Johanna stopped and forced me also to stop. I bent my head down to her and pressed against her cheeks.

“You are a strange man, my dear! Very, very strange.”

“Didn’t I already tell you so, or at least gave you some warning?”

“That you have. You dear, dear fool, you dear wonderful man!”

“And so you can love someone like me, Johanna?”

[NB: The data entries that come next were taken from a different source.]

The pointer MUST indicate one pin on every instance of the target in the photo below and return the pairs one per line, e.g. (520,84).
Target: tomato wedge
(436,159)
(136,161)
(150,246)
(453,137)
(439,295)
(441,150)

She answered with soft quick kisses that dashed away all my foolishness. I responded to her tenderness. A homeless couple that had come together, and it was meant that they should. Was that us? Perhaps we stood there awhile, perhaps we walked on; a thin, soft rain fell in a winterlike May, but it didn’t bother us. Rarely did anyone shuffle by, the footsteps disappearing. Because the darkness engulfed the walls, it was no longer a city through which we walked but a land, an open and free land, one adorned with bushes and quiet forests surrounding our dreamy existence, but a destiny blessed with happiness in the midst of it. Our shared transformation felt like floating, a forward motion on soundless tracks, the floating sensation yielding an exalted journey, the two of us hanging on to each other with hands that caressed, sometimes only our fingers touching. We did not know much about each other, but we sensed it inwardly, peace settling upon us, granting us this moment of communion. Time had erupted in fine filaments that split apart and settled gently upon our faces, us not asking how long it would last.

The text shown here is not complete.